Book The makers of the graphic novel series The Legends of Aveon 9 discuss their philosophy
T he Legends of Aveon 9: The Train to Vexadus , a new graphic novel by Rovolt Entertainment, is a futuristic story set in a distant planet. The geography of the planet, called Aveon 9, consists of the three competing kingdoms of Vexadus, Naugra and Chunargh, which lie to the east, north and west respectively.
Earth has been rendered uninhabitable by global warming, and humans are forced to migrate to Aveon 9. Upon landing there, humans find Eyars, a nearly extinct race of small, shape-shifting beings who become their closest allies.
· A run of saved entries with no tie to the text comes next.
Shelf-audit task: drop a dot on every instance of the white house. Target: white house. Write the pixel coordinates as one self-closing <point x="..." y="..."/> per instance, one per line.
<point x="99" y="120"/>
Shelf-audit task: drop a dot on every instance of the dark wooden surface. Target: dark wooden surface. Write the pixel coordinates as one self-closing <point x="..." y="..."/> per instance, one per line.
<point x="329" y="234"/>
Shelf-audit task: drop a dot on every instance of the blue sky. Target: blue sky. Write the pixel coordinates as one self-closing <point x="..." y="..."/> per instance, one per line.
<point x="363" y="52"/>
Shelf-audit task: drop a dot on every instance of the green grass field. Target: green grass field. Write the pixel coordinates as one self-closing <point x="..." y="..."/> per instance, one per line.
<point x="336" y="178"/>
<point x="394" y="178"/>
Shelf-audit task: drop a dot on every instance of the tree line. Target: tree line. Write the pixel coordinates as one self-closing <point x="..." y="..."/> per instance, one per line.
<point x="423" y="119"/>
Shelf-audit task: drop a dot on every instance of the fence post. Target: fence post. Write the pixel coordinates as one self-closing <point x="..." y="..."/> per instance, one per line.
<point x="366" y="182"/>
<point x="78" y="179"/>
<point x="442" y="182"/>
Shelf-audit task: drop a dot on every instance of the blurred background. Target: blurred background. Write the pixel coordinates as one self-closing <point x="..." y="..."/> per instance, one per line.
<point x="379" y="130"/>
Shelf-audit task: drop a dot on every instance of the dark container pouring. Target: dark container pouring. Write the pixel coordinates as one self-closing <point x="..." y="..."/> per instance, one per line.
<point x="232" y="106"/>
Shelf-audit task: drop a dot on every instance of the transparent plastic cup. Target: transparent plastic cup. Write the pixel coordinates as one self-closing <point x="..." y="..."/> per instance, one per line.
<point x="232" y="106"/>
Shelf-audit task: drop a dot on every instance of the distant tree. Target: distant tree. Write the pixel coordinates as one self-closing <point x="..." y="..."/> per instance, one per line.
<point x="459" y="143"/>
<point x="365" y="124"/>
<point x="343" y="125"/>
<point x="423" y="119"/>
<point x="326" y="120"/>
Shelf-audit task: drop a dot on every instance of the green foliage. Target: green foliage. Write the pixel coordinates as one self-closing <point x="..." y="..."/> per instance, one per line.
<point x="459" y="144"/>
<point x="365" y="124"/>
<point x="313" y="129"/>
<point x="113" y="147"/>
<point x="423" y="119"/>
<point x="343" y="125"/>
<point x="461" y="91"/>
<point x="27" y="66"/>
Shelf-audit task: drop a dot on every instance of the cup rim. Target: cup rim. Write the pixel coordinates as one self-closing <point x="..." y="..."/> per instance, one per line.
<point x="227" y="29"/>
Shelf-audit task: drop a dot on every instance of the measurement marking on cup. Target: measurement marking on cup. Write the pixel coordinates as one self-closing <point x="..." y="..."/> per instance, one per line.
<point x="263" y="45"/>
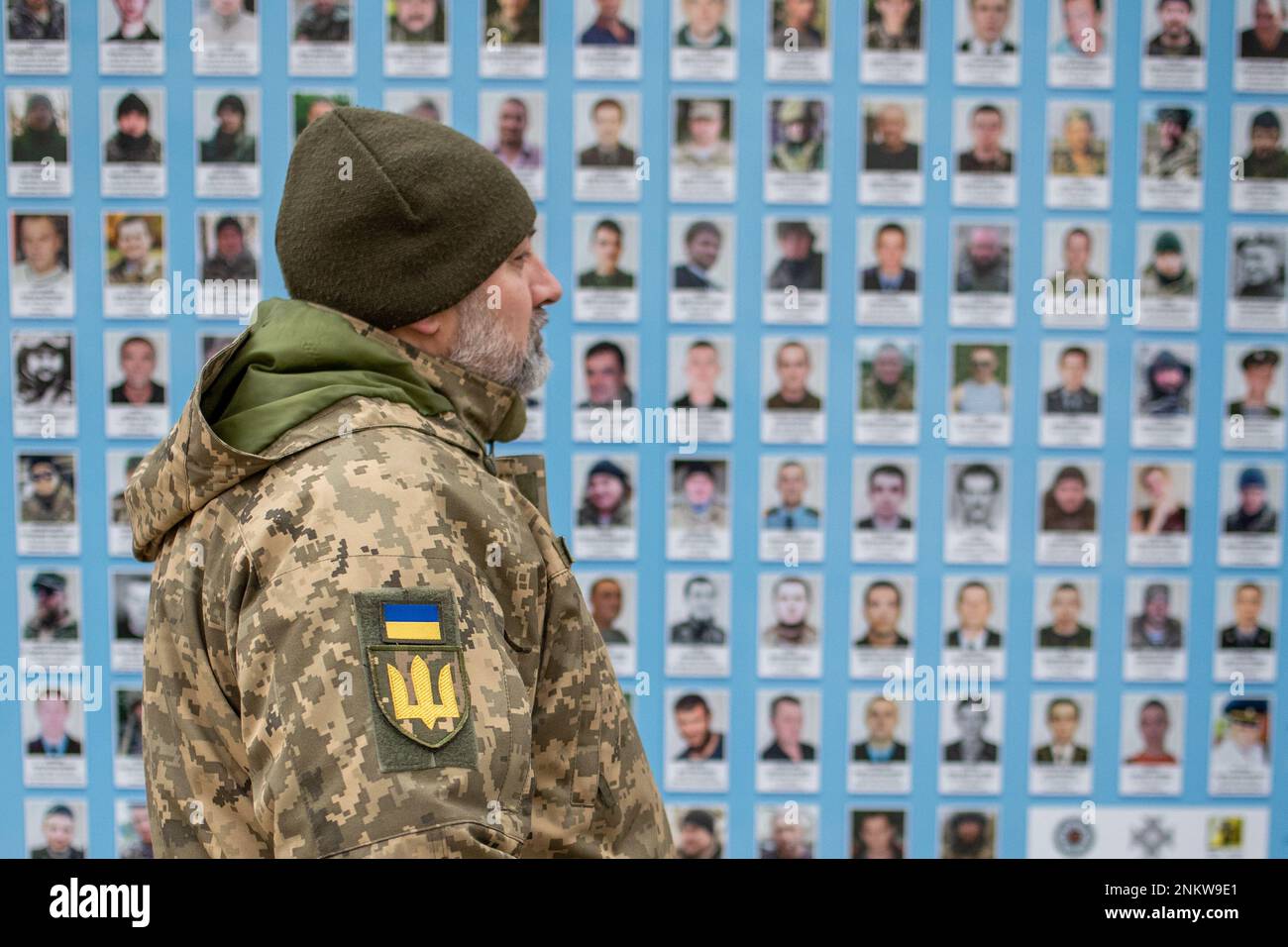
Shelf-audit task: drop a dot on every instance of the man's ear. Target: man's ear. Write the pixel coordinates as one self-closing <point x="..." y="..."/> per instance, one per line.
<point x="433" y="334"/>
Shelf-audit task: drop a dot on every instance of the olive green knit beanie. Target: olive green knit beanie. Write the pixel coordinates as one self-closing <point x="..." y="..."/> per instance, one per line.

The peace-loving nature of the Eyars has been the most important factor in preventing the outbreak of war between the three kingdoms, but the patience of the Eyars is wearing thin.
Although the story could not be more remote in terms of the setting, the events and attitudes of characters seem remarkably familiar. The graphic novel is decidedly science fictional in its orientation, but the art, done by Abhishek Malsuni, and the epic, interplanetary conflict place it in the realm of the mythological.
Shamik Dasgupta, the writer, says apart from obvious influences like Star Wars, a major influence on Aveon 9 was Devaki Nandan Khatri’s novel Chandrakanta . A lot of the nomenclature used in this series reflects that influence. “The elements are the same, only the structures are different,” he explains. At Rovolt, Shamik is now working on the next few instalments of seven-part Aveon 9 series.
Interestingly, Rovolt is a portmanteau of Rho and Volt, the units for magnetic intensity and electric potential respectively. “We at Rovolt have a modern, scientific outlook, and want to come up with energetic stories, so we thought Rovlolt was apt,” says Manish Sinha, CEO, Rovolt Entertainment. The new stories that are conceptualised are expressed across the platforms of comics, animation and games.